Example 2 - Instantiating a table and setting a custom where clause:

import sqlalchemy as sa
from qualipy.backends.sql_backend.dataset import SQLData

engine = sa.create_engine('sqlite://')
data = SQLData(engine=engine, table_name='my_table')
data.set_custom_where("my_col = 'setosa'")

Qualipy

class qualipy.run.Qualipy(project: Project, backend: str = 'pandas', time_of_run: Optional[datetime] = None, batch_name: Optional[str] = None, overwrite_arguments: Optional[dict] = None)[source]

This is the main entrypoint to Qualipy.
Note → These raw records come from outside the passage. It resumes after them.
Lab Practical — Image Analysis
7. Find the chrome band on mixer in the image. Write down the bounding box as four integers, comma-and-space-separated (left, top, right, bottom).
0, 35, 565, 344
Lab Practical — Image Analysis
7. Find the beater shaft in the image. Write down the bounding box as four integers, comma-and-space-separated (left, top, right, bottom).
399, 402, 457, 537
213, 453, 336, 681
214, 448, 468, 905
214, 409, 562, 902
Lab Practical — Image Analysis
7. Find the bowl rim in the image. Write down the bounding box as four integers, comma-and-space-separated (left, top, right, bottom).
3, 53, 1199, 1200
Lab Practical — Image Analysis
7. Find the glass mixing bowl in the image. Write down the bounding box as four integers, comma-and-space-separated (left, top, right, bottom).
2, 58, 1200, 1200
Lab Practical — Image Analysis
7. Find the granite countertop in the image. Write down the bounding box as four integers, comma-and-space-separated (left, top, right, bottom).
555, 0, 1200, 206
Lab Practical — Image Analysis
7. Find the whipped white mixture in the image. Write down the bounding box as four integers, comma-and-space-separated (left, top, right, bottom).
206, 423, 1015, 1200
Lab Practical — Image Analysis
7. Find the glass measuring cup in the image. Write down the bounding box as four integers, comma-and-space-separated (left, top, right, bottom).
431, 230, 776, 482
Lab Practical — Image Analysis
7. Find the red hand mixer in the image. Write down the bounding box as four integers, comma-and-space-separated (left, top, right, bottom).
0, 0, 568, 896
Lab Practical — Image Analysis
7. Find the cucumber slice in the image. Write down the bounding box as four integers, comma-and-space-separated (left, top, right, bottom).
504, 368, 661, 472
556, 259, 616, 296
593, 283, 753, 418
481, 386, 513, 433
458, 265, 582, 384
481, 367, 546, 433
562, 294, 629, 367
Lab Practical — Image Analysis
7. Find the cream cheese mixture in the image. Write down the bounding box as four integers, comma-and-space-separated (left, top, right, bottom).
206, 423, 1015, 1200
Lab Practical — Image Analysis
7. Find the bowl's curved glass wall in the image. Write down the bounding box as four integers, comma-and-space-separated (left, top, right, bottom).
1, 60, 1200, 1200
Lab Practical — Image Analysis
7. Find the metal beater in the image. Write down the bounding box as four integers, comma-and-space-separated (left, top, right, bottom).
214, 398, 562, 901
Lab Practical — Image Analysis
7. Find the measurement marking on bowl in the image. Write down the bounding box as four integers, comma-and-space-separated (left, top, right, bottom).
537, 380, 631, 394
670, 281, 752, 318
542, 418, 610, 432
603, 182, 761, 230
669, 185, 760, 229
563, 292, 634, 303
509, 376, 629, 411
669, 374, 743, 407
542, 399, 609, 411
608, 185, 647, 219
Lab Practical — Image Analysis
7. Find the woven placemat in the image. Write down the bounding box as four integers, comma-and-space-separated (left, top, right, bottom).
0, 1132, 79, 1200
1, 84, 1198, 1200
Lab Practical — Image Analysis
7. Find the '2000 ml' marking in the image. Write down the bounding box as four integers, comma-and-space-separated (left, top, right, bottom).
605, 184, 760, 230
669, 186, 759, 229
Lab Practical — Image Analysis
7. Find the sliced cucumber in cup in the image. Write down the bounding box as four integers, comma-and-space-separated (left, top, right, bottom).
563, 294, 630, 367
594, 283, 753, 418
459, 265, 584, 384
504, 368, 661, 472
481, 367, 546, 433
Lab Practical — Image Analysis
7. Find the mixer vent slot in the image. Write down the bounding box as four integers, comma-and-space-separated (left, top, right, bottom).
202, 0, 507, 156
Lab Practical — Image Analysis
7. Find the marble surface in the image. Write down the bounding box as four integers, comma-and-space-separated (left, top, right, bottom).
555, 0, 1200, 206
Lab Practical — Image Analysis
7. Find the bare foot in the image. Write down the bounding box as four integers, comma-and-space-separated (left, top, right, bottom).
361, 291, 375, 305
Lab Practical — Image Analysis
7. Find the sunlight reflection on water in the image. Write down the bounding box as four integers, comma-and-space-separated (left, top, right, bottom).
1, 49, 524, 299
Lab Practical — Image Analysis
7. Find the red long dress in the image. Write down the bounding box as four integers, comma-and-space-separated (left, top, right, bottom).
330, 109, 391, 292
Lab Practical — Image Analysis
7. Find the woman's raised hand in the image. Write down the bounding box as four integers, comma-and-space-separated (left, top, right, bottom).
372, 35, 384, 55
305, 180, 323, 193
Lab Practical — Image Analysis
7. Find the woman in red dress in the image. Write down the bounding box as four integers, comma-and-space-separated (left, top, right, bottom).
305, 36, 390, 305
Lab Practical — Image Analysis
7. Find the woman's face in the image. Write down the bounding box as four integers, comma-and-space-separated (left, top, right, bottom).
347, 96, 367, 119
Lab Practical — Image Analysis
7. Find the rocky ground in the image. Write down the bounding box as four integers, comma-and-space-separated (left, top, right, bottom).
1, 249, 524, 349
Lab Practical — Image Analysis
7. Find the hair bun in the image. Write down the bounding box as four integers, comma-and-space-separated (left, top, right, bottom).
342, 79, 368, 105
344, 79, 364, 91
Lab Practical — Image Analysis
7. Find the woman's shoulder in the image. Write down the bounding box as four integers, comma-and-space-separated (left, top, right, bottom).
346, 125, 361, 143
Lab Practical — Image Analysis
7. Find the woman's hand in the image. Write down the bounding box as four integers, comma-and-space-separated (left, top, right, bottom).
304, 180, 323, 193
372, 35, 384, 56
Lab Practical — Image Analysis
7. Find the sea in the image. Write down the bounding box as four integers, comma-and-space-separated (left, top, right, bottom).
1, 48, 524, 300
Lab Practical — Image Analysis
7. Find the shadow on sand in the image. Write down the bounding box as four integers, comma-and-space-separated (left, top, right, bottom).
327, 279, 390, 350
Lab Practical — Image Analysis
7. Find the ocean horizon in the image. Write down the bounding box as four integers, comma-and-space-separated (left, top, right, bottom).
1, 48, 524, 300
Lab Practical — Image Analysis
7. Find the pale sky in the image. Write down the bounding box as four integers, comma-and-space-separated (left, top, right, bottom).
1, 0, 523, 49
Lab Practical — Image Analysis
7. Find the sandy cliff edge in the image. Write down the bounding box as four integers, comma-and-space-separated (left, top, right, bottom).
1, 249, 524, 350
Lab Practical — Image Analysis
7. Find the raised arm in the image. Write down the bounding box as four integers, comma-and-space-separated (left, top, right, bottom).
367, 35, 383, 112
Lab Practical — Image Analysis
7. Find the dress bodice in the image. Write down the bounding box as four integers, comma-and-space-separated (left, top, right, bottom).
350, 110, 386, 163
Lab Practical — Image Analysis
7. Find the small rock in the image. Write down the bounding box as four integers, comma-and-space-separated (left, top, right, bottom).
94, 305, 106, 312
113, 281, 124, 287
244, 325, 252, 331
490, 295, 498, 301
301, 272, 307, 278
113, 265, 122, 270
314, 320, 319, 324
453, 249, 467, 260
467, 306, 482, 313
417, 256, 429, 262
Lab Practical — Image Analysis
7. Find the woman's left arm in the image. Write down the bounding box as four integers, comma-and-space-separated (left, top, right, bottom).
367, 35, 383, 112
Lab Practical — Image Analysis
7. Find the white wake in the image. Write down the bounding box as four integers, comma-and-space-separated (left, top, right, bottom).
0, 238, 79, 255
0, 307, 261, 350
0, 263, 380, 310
This is the object that will actually execute on your data.

__init__(project: Project, backend: str = 'pandas', time_of_run: Optional[datetime] = None, batch_name: Optional[str] = None, overwrite_arguments: Optional[dict] = None)[source]
Parameters
  • project – Your defined qualipy.Project

  • backend – Can be either “pandas”, “sql”, or “spark” depending on what kind of data you are tracking

  • time_of_run – If None, this will be the current datetime. Note, this is very important for analysis, as time_of_run is essentially your x_axis in all time series analysis. Being able to set it to a specific date can be useful when generating retrospective statistics.

  • batch_name – Useful for comparing specific time points by name during analysis. By default it will take the time_of_run as batch_name

set_dataset(df, columns: Optional[List[str]] = None, run_name: Optional[str] = None) None[source]
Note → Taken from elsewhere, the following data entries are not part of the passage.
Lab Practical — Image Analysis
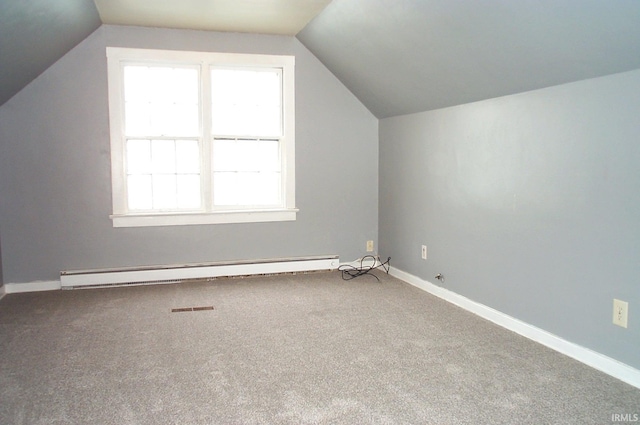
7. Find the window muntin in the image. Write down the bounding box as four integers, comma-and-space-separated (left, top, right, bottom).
106, 48, 296, 227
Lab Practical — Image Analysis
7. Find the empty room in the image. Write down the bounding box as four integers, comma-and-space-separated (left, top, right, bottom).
1, 0, 639, 423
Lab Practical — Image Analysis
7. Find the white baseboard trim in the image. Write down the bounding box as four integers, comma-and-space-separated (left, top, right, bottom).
4, 280, 62, 294
0, 284, 6, 300
389, 266, 640, 390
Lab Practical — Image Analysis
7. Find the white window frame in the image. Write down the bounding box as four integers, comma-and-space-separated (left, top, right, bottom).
106, 47, 297, 227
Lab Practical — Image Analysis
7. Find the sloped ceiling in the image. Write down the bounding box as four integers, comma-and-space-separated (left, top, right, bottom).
0, 0, 101, 106
298, 0, 640, 118
2, 0, 640, 118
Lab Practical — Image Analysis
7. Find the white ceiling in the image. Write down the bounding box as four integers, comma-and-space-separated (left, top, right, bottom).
94, 0, 332, 35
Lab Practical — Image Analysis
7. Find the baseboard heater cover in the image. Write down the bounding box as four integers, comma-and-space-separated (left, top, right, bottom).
60, 255, 339, 289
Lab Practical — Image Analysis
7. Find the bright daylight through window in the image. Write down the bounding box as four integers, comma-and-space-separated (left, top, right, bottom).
106, 48, 296, 227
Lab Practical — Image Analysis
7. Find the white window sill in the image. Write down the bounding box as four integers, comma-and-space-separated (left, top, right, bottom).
110, 209, 298, 228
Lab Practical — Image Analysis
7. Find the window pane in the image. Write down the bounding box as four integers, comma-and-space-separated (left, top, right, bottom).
212, 139, 238, 172
238, 172, 280, 205
213, 139, 280, 173
151, 140, 176, 174
152, 174, 177, 209
235, 172, 255, 205
125, 102, 152, 136
252, 106, 281, 136
213, 172, 237, 205
176, 140, 200, 173
127, 175, 152, 210
171, 68, 199, 105
124, 66, 151, 102
149, 102, 174, 136
124, 65, 199, 137
211, 69, 281, 137
257, 140, 280, 172
126, 140, 151, 174
177, 175, 201, 208
213, 171, 281, 206
170, 104, 199, 136
211, 105, 241, 136
235, 140, 259, 171
257, 172, 281, 205
148, 67, 175, 103
254, 71, 280, 106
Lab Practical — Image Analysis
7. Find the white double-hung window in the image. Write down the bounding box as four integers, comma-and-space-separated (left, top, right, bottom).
106, 47, 296, 227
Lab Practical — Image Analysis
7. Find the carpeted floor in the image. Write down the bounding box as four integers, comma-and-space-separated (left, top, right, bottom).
0, 271, 638, 424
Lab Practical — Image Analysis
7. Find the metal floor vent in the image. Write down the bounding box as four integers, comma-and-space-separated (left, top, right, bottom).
171, 306, 215, 313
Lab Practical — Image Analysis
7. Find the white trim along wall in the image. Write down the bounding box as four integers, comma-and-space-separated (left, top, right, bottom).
4, 281, 61, 294
389, 266, 640, 390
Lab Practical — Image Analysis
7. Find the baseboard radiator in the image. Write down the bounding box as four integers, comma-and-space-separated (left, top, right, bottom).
60, 255, 340, 289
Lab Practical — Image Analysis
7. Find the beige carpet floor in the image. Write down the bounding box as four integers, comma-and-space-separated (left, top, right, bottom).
1, 271, 639, 424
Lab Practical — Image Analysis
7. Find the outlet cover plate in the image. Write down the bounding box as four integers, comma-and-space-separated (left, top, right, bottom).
613, 299, 629, 328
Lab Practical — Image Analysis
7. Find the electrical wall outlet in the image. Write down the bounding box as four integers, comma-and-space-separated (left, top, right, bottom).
366, 240, 374, 252
421, 245, 427, 260
613, 299, 629, 328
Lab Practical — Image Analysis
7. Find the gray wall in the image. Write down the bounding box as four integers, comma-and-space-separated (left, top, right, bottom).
379, 69, 640, 369
0, 232, 4, 287
0, 25, 378, 284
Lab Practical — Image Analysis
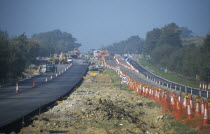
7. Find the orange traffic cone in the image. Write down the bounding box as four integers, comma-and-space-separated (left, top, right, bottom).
139, 84, 142, 93
142, 87, 145, 96
178, 95, 181, 107
158, 91, 161, 101
201, 98, 205, 115
137, 84, 140, 95
164, 92, 168, 102
189, 95, 194, 111
146, 87, 149, 96
151, 89, 154, 98
171, 94, 176, 109
176, 97, 181, 112
174, 97, 182, 121
203, 103, 209, 125
149, 88, 153, 97
16, 82, 19, 93
183, 98, 187, 109
195, 101, 200, 115
138, 84, 142, 95
135, 84, 139, 94
156, 90, 159, 101
32, 80, 36, 88
187, 101, 193, 119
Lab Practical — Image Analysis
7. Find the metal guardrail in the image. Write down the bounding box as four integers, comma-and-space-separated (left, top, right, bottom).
130, 59, 210, 98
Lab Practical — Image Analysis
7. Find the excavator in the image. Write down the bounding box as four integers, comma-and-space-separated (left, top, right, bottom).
59, 52, 68, 64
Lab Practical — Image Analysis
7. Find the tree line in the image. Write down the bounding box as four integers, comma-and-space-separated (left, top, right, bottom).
104, 35, 144, 55
0, 30, 81, 84
144, 23, 210, 82
104, 23, 210, 82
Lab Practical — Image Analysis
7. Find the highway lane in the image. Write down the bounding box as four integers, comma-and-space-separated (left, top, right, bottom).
106, 60, 160, 89
0, 60, 88, 132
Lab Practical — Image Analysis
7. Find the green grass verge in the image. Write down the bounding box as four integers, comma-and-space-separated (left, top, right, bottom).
104, 69, 127, 89
162, 116, 200, 134
103, 69, 121, 82
169, 121, 200, 134
138, 57, 199, 88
This specified the exact subset of data you want to run on.

Use this method when you don’t have all of the data (a live process) and want to only run on one batch of data.

Parameters
  • df – Can be either PandasData, SQLData, or SparkData

  • columns – If you don’t want to run all mappings on this specific subset of data, you can specify just the columns you want to run. Note - this corresponds to the name argument when adding a column to a project

  • run_name – If you’re running metrics from a project on many different subsets any iterations of the data, you might want to give each specific subset a name. This is especially necessary when running aggregates on a column where the column name itself stays the same, but the meaning changes based on the subset. By default, this will take the value of ‘0’

Returns

None

set_chunked_dataset(df, columns: Optional[List[str]] = None, run_name: Optional[str] = None, time_freq: str = '1D', time_column=None)[source]

This specified the exact subset of data you want to run on.
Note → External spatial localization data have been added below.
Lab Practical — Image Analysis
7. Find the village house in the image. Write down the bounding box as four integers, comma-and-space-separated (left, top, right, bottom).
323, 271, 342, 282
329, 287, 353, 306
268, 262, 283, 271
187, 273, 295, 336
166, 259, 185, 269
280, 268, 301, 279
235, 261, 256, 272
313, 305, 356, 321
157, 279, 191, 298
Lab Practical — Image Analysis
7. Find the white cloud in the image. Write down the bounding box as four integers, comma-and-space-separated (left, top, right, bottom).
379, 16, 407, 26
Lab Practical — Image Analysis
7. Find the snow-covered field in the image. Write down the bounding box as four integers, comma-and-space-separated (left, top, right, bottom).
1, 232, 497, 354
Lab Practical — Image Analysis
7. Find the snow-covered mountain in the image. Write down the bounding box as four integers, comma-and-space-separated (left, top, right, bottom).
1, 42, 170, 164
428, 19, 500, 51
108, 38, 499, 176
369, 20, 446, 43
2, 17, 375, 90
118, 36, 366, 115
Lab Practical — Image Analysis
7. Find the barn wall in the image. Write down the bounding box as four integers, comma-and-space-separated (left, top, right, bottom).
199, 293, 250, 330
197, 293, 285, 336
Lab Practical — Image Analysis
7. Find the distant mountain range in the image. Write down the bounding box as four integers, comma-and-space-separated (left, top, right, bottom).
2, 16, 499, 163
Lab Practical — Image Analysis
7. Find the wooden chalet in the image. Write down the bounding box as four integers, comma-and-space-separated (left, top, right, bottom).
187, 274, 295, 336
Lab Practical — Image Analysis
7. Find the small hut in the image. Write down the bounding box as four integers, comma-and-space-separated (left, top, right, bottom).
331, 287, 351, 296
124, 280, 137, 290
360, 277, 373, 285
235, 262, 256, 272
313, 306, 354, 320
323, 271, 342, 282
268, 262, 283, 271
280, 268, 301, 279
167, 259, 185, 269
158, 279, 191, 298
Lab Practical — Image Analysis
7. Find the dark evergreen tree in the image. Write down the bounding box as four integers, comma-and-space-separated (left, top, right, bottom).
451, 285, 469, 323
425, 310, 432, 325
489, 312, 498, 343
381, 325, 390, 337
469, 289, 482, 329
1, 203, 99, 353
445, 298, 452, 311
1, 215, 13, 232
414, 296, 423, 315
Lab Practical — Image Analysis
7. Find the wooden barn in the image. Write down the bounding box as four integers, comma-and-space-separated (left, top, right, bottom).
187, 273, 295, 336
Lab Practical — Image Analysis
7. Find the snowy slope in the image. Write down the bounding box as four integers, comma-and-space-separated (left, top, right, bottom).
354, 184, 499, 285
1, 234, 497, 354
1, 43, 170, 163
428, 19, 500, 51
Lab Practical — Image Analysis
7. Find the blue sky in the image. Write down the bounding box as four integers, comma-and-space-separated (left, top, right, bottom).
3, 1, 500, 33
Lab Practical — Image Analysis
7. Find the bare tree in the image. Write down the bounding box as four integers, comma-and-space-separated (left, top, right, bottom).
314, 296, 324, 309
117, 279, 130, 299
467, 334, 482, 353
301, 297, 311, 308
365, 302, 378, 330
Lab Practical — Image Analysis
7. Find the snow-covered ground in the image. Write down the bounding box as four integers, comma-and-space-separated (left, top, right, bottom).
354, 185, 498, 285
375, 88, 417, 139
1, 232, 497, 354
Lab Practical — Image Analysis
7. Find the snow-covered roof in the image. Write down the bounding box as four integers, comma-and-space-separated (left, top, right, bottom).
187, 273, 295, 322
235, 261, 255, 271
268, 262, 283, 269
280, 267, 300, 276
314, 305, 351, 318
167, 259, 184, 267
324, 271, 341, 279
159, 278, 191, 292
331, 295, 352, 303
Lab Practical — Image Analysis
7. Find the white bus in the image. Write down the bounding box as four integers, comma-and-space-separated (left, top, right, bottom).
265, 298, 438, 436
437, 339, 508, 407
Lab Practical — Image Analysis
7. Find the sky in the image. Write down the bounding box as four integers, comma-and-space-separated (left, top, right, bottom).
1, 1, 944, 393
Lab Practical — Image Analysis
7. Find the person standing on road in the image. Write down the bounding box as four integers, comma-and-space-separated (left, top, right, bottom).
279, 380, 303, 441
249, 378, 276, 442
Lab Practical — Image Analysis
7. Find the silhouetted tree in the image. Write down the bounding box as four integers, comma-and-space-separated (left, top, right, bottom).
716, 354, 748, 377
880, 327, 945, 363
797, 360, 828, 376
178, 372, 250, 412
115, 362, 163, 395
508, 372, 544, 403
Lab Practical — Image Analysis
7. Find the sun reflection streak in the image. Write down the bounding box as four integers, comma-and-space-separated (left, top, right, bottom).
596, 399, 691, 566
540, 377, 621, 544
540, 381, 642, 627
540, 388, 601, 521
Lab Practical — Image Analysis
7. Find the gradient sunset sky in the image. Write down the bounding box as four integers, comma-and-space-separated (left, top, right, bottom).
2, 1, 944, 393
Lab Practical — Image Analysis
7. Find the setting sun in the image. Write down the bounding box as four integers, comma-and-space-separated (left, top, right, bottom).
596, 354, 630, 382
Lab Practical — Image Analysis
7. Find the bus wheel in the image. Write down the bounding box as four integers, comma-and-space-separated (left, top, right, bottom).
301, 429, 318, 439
Use this method when you already have all data available, and want to retrospectively analyze all historical as if it was a live process. Note - There’s nothing stopping you from first running this on the available data and then running on a batch-per-batch basis afterwards using regular set_dataset.

Parameters
  • df – Can be either PandasData, SQLData, or SparkData

  • columns – If you don’t want to run all mappings on this specific subset of data, you can specify just the columns you want to run. Note - this corresponds to the name argument when adding a column to a project

  • run_name – If you’re running metrics from a project on many different subsets any iterations of the data, you might want to give each specific subset a name. This is especially necessary when running aggregates on a column where the column name itself stays the same, but the meaning changes based on the subset. By default, this will take the value of ‘0’

  • time_freq – A pandas-like timeseries frequency term. Use this page to know what you can use: https://pandas.pydata.org/pandas-docs/stable/user_guide/timeseries.html#timeseries-offset-aliases (turn to link)

  • time_column – The time series column qualipy should use to chunk the data

Returns

None

Data types

There are several data types one can check for, depending on the backend. For pandas, these include

  • DateTimeType

  • FloatType - will match against float16-128

  • IntType - will match against int0-64

  • NumericTypeType - will match with any numeric subtype

  • ObjectType

  • BoolType

For SQL and SPARK backends, these are generally less important as type is usually enforced by the framework itself, reducing the need for type checking.